门外的紫罗兰花架和野餐桌椅是他亲手油漆,两百多坪的院子并不大,他用会开香花的灌木做篱笆,花圃则种了许多罕见但亮眼的花卉;院子中央有一棵双人合抱的大树,大树平伸的树干上绑着两条粗绳,粗绳底端是张藤椅。夏天,他要和琳坐在这里,边摇边看萤火虫……
这几天,大哥都过了中午才走进办公室,而且每天心情都不错。大哥定有好康的事瞒着他。赵世勋好奇的四处打听,世 说一点,小静也说一点,这就害他差点从椅子上跌到地上。原来他以前都猜错了,凌琳就是那位陷大哥于不义,害他这个副总裁得代理总裁的职务,天天巴望着大哥被人家抛弃,失恋回来继续领导京王的人。
大哥和琳是一对!
不——还不一定。所以大哥才会像发春的小子连公司都可以丢下不管。
琳这丫头很有个性,大哥又是牛脾气,这两人交集在一起生活——嘿嘿嘿,想着,他都忍不住露出一脸快意的笑容。好!他一定要努力撮合这一对“神仙眷侣”。
大哥今天心情似乎不错,赵世勋替他算算,原来是“未来的大嫂”明天大驾光临。
赵世勋跟着世晔走进他的办公室。赵世晔抬起眼看着跟屁虫似的世勋,那副表情像他什么都知道了,既然知道,他就不想浪费时间重复。
“大哥——”
“闭上你那张要笑不笑的奸诈嘴脸。”兄弟就是兄弟,赵世勋还没说到重点,赵世晔就看出他的意图,低声告诉他最好“惦惦”。
他和世 就是这样从小被吓大的,所以他和世 胆子都很大。赵世勋大胆的坐上总裁的办公桌,机会难得,就算杀头也要冒险享受这种乐子。“大哥,听说你改行当装璜工人。感觉怎样?”
桌上一堆没人敢下决定的重要公文向赵世晔招手。“比坐在这里批公文和听你说废话快乐。”赵世晔脱掉外套努力消化桌上的卷宗,故意不搭理他。

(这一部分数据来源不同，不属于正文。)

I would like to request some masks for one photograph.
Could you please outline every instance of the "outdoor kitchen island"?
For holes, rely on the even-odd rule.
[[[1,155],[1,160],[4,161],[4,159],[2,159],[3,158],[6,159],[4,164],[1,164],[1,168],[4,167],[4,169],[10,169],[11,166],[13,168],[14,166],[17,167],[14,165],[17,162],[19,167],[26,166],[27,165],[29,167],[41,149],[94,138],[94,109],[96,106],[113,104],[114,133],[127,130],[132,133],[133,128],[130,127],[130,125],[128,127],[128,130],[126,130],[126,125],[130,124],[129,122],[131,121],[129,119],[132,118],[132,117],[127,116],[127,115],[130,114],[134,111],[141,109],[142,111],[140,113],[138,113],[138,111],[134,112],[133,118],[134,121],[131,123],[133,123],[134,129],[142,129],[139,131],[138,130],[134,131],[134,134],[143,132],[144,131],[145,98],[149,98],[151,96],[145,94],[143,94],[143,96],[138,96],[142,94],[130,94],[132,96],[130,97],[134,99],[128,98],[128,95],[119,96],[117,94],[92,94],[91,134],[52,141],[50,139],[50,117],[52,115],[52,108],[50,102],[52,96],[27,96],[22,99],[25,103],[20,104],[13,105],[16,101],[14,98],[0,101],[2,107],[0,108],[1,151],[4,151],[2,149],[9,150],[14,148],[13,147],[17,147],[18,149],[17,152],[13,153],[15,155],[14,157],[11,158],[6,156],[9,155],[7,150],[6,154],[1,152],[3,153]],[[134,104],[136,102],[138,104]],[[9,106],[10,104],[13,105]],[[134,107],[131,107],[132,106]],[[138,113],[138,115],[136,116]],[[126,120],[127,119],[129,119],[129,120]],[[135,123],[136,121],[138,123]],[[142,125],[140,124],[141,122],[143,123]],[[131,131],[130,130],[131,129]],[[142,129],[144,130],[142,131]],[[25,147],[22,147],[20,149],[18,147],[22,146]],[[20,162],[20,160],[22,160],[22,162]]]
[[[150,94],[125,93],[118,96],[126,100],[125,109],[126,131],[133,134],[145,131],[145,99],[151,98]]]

赵世勋拿来随意翻翻,啧啧称奇:“我以为你连内容都没看,没想到里面连数字都被你改过了,难怪我们大大小小都那么倚重你。”
“世勋,你太闲了是不是?这次年会我会建议京王的总裁该换人做了,我想,你最适合这个位置了。”赵世晔忽然不怀好意的凑向世勋:“世勋,考虑一下替大哥代劳。”
赵世勋双手猛摇,两道眉毛抬得老高。“又来了,要做我早答应了。”
“没出息,大哥想降格让你管你竟然不肯,那你杵在这里还有事吗?”既然商量不成,就没有留客的必要。
“大哥,那个……”赵世勋不理会挥舞赶人的手,笑嘻嘻的凑向前来:“明天要不要派我这位京王的副总裁亲自去接机啊?”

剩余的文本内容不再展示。